Proposition 34, which would eliminate the death penalty in California, should be passed because it will help save the state money while helping innocent people keep their lives. According to a July 2012 official analysis, Prop 34, which comes to us from the SAFE California Campaign, can help save up to $130 million a year by stopping the funding of executions.
Prop. 34 is suggesting the death penalty should be removed in favor of a life sentence in prison. If you vote yes, it means no more people can be executed in the State of California. Voting no means you support the executions of criminals in the state.

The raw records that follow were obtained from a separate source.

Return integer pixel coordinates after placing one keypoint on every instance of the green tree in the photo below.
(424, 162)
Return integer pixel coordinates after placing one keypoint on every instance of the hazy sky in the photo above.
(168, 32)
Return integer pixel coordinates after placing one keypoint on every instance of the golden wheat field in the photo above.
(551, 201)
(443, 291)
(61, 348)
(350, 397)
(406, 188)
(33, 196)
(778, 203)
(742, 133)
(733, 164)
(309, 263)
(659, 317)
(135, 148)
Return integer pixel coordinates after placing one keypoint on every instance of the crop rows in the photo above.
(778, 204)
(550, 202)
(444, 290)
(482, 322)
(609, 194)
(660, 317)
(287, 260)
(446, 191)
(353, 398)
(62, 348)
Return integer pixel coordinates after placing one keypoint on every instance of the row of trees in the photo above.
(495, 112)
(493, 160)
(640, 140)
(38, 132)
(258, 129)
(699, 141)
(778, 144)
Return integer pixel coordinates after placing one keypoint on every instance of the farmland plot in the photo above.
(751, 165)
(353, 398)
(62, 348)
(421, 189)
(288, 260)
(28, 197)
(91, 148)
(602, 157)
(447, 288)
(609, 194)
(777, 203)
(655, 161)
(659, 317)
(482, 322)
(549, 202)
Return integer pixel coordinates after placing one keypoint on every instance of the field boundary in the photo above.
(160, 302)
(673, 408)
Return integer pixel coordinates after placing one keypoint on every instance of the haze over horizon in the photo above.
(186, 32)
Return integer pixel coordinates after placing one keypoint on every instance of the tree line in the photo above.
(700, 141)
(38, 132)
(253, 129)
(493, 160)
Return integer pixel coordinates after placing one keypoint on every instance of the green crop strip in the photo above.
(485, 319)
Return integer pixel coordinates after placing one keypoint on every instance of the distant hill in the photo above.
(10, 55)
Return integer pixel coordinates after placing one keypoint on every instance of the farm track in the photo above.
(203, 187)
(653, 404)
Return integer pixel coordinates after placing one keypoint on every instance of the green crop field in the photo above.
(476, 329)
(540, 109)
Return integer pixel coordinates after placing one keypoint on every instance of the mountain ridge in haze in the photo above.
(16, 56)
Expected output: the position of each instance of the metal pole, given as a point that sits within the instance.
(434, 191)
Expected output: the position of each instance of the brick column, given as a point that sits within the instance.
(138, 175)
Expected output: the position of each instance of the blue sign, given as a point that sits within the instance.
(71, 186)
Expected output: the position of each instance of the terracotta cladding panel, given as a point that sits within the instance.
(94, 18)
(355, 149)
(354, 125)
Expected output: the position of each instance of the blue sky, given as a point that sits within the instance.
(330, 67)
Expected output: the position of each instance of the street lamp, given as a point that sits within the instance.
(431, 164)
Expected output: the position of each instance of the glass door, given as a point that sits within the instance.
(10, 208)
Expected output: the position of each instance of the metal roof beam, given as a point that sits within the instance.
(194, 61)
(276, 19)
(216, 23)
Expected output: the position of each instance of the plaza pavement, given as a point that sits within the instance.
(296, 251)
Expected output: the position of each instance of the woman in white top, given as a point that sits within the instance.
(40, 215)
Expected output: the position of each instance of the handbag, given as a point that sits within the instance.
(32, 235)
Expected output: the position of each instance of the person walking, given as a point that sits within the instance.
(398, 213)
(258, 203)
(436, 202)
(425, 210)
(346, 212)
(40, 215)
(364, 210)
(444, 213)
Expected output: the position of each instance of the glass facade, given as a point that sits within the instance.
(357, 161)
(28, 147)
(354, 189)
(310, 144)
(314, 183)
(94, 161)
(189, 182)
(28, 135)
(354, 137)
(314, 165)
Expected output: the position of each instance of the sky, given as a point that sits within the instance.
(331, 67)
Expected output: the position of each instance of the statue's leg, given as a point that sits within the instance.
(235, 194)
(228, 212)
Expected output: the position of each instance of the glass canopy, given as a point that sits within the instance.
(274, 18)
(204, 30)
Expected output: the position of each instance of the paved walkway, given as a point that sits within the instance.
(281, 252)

I think the money that would have been spent on enforcing the death penalty should instead be spent on police departments to help in instances such as unsolved rape and murder cases. The increased funding could enable police to get more criminals off the streets and into jail by hiring more police and detectives.
The death penalty in California is almost useless, as only 13 people have been executed since 1978. According to safecalifornia.org, 84 inmates have died from other causes before they could be executed. Why should the death penalty be around if hardly anyone is executed? With the rarity of execution, it seems counterproductive to keep the death penalty around.
Supporters of Prop. 34 include The League of Women Voters and the California Labor Association. The League of Women Voters say the death penalty is unfair to criminals because there is always the chance of executing an innocent person. Prop. 34 instead would take away the chance of innocent people being killed by replacing it with an immediate, certain lifelong punishment. If Prop. 34 is passed, inmates would be taken off of death row immediately and be put on a life-long sentence.
People arguing against Prop. 34 believe the death of a criminal can help save innocent people’s lives. The opposition believes the death penalty has stopped murders in the past.
But Prop. 34 should be passed as Californians should not pay to save a pointless law.